Panuje taki niepisany zwyczaj, że krytycy filmowi i dziennikarze często mogą obejrzeć dany film czy początek serialu jeszcze przed premierą. Opisują wtedy fanom swoje wrażenia i w ten sposób nakręcają wielką machinę oczekiwania, która zazwyczaj przedkłada się na wzrost oglądalności. Najwyraźniej „Gra o tron” tego nie chce i nie potrzebuje, głównie dlatego, że w sezonie piątym wyciekły przedpremierowo aż pierwsze cztery odcinki serialu. Chociaż nie przeszkodziło to fanom obejrzeć ich jeszcze raz, HBO nie pozwoliło sobie na takie łamanie praw autorskich i tym razem. Jedyne osoby, które obejrzą sobie wersję przedpremierową to ci szczęśliwcy, którzy znajdą się razem z aktorami na czerwonym dywanie jeszcze przed samą premierą. Pozostałym zostanie oczekiwanie.
Gra o tron recenzje
Krytycy i fani, jak można się domyślać, są z tego powodu bardzo niezadowoleni.

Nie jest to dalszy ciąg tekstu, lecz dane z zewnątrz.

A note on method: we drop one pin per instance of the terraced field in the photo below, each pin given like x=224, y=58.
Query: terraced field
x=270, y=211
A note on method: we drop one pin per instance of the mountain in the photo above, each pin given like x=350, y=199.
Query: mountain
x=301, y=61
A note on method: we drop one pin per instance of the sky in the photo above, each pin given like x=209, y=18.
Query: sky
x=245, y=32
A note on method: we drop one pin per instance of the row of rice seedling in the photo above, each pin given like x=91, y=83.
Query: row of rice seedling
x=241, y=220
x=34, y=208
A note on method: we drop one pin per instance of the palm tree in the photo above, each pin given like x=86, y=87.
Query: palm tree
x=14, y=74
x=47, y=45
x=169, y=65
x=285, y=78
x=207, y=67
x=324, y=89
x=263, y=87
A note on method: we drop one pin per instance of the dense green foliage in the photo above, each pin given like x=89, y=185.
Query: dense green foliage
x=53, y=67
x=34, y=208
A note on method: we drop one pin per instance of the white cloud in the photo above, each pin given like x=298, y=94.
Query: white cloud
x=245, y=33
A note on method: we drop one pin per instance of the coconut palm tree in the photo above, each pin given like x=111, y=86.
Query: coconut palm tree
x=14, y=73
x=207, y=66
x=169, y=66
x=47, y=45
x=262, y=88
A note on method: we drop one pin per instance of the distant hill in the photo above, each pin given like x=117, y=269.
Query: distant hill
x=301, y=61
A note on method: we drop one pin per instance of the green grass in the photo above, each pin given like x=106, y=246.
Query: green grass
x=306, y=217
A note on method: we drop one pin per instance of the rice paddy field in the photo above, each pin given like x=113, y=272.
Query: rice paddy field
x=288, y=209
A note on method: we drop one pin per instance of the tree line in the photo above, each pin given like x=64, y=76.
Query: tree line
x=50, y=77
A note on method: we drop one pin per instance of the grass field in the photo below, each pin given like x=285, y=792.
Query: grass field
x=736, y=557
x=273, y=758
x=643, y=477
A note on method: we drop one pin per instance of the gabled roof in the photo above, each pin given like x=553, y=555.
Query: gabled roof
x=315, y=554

Ci drudzy mają oczywiście nadzieję, że ktoś będzie miał zbyt długi język i w odpowiednim miejscu opowie wszystko ludziom. Krytycy są niezadowoleni, bo mieli przecież okazję zobaczyć lubiany zresztą serial jeszcze przed samą premierą, a poza tym taka recenzja zawsze sprawiała, że na stronę wchodziło bardzo dużo osób, chcących uszczknąć choćby drobny fragment historii.
Mimo zabezpieczeń, HBO co sezon ma jakiś problem z przeciekami. Albo jest to Frikidoktor, który rozpowiada wszystkim, czego się dowiedział od swojego kontaktu, albo mamy taką sytuację jak w siódmym sezonie, kiedy to mimo najostrzejszych zabezpieczeń i tak wyciekł czwarty („Spoils of War”) i siódmy („Beyond the Wall”) odcinek sezonu. Oczywiście sprawa była poważna, doszło tam nawet do aresztowań osób odpowiedzialnych, ale mimo to, wcale nie udaje im się utrzymać gardy tak wysoko. Można się spodziewać, że przy okazji ósmego sezonu fani i tak zrobią wszystko, żeby dobrać się do soczystej zawartości niepublikowanych jeszcze odcinków. Co jakiś czas pojawiają się też hakerzy, którzy utrzymują, że mają nowe odcinki i opublikują je, chyba że dostaną okup. Ale ich raczej nikt nie bierze na poważnie.